Busa delle Vette (Feltre, BL)

Sheeps and shapard at Vette Grandi Feltrine (BL)

The site, identified by Piergiorgio Cesco Frare and Gabriele Fogliata, is a pastoral structure composed of five enclosures and some secondary structures, all built with local stones.

During a fieldwork campaign in 2014 the building technique has been analysed, as well as the stratigraphic relationships between the different enclosures. The dry-stone walls are made of regular slabs (up to 1 m long) of rosso ammonitico, with smaller roughly cubic biancone stones leaning on top of them (average size 30 cm). The walls have been probably built during the stone clearance of the area.

The walls might have been restored annually. In some parts the dry-stone walls are higher than 1 m, thus indicating a recent abandonment. All the enclosures follow the contour lines, to protect the internal area from the debris.
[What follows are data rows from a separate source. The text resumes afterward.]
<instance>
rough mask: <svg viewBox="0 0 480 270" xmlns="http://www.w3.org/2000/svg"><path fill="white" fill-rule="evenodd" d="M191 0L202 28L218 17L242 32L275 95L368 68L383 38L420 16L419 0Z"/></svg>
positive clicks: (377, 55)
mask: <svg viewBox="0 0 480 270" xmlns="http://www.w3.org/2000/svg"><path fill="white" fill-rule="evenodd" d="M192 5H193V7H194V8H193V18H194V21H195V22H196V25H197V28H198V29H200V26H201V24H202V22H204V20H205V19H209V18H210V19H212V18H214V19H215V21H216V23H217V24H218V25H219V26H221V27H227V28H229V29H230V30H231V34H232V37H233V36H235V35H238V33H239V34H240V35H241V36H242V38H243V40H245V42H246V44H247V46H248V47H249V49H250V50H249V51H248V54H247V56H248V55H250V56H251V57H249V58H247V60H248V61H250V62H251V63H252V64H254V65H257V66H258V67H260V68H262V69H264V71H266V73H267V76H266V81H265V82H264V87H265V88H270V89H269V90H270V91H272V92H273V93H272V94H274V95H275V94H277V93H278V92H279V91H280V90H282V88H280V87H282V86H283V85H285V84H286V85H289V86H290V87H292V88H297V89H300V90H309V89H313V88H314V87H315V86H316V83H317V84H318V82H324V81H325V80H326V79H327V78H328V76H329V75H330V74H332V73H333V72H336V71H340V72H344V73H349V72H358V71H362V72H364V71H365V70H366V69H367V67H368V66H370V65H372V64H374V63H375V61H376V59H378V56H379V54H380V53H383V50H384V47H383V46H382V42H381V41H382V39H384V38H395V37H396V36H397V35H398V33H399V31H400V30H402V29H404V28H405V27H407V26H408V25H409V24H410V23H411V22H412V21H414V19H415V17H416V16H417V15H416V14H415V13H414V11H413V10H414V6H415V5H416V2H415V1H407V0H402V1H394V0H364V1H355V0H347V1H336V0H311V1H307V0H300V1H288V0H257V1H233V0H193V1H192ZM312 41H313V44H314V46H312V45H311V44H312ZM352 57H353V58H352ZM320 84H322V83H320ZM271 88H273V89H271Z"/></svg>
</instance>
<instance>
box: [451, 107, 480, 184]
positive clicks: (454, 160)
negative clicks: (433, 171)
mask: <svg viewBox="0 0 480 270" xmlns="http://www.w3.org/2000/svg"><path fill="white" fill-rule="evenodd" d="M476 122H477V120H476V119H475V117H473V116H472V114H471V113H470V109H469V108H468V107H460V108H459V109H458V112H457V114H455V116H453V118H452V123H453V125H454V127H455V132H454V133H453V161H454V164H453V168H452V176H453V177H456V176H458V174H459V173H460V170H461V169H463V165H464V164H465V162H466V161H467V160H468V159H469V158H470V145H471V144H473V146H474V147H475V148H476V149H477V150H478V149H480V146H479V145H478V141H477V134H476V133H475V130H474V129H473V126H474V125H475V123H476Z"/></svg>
The main feature of the compound (named R1) is semi-circular and D-shaped. All the other enclosures have walls that cross orthogonally, even if, in some cases, they show rounded corners. The analysis of the building technique and stratigraphic relationships has enabled a relative chrology for the construction of the 5 enclosures to be suggested.

In the same year some test pits (1×1 m) have been opened inside the compound enclosure. The Busa delle Vette and other surrounding areas have also been surveyed. In the autumn of 2013 the company Zeta Esse S.C. has carried out a drone survey of the enclosure.

The main purpose of the archaeological investigations was the identification of the origin, chronology and evolution of the pastoral compound.

Test pits 1 and 1B yielded a large number of small potsherds (among which also some fragments of rim), a fragment of metal, bone fragments, some ovi-caprine teeth and from a deeper layer also a flint flake. A large amount of charcoals have also been sampled (often associated to lenses of burnt soil in secondary deposition).

During the excavation charcoal samples for radiocarbon dating have been collected from test pits 1 and 1B. One of the teeth from another test pit has been sent for radiocarbon dating as well. The results document a first occupation of the site during the early 11th century AD, with a later phase at the end of the 15th century AD.

These preliminary results show a long-term human occupation of the area. Some of the key spots of the basin seem to have been repeatedly occupied until recent times, as suggested by the lithic materials found during the survey.

The data gathered during this campaign (although preliminary) confirm the exceptional archaeological importance of this area of the Park (previously suggested by the archaeological evidence from the Riparo Tomass, in the neighbouring Valle di Lamen, at 920 m), not only for the comprehension of the history of pastoralism in the Feltre area, but also and mainly for the comprehension of the evolution of the relationship between humans and the mountains, investigated also in other sectors of the Alpine arc.